Re: [PATCH] regulator: core: avoid regulator_resolve_supply() race condition

[Date Prev][Date Next][Thread Prev][Thread Next][Date Index][Thread Index]

 



Hi,

On 08.01.2021 02:16, David Collins wrote:
> The final step in regulator_register() is to call
> regulator_resolve_supply() for each registered regulator
> (including the one in the process of being registered).  The
> regulator_resolve_supply() function first checks if rdev->supply
> is NULL, then it performs various steps to try to find the supply.
> If successful, rdev->supply is set inside of set_supply().
>
> This procedure can encounter a race condition if two concurrent
> tasks call regulator_register() near to each other on separate CPUs
> and one of the regulators has rdev->supply_name specified.  There
> is currently nothing guaranteeing atomicity between the rdev->supply
> check and set steps.  Thus, both tasks can observe rdev->supply==NULL
> in their regulator_resolve_supply() calls.  This then results in
> both creating a struct regulator for the supply.  One ends up
> actually stored in rdev->supply and the other is lost (though still
> present in the supply's consumer_list).
>
> Here is a kernel log snippet showing the issue:
>
> [   12.421768] gpu_cc_gx_gdsc: supplied by pm8350_s5_level
> [   12.425854] gpu_cc_gx_gdsc: supplied by pm8350_s5_level
> [   12.429064] debugfs: Directory 'regulator.4-SUPPLY' with parent
>                 '17a00000.rsc:rpmh-regulator-gfxlvl-pm8350_s5_level'
>                 already present!
>
> Avoid this race condition by holding the rdev->mutex lock inside
> of regulator_resolve_supply() while checking and setting
> rdev->supply.
>
> Signed-off-by: David Collins <collinsd@xxxxxxxxxxxxxx>

This patch landed in linux next-20210112 as commit eaa7995c529b 
("regulator: core: avoid regulator_resolve_supply() race condition").

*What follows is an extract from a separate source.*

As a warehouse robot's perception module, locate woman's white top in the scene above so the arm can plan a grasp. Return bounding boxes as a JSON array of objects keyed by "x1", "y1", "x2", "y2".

I 
found that it triggers a following lockdep warning during the DWC3 
driver registration on some Exynos based boards (this log is from 
Samsung Exynos5420-based Peach-Pit board):

======================================================
WARNING: possible circular locking dependency detected
5.11.0-rc1-00008-geaa7995c529b #10095 Not tainted
------------------------------------------------------
swapper/0/1 is trying to acquire lock:
c12e1b80 (regulator_list_mutex){+.+.}-{3:3}, at: 
regulator_lock_dependent+0x4c/0x2b0

but task is already holding lock:
df7190c0 (regulator_ww_class_mutex){+.+.}-{3:3}, at: 
regulator_resolve_supply+0x44/0x318

which lock already depends on the new lock.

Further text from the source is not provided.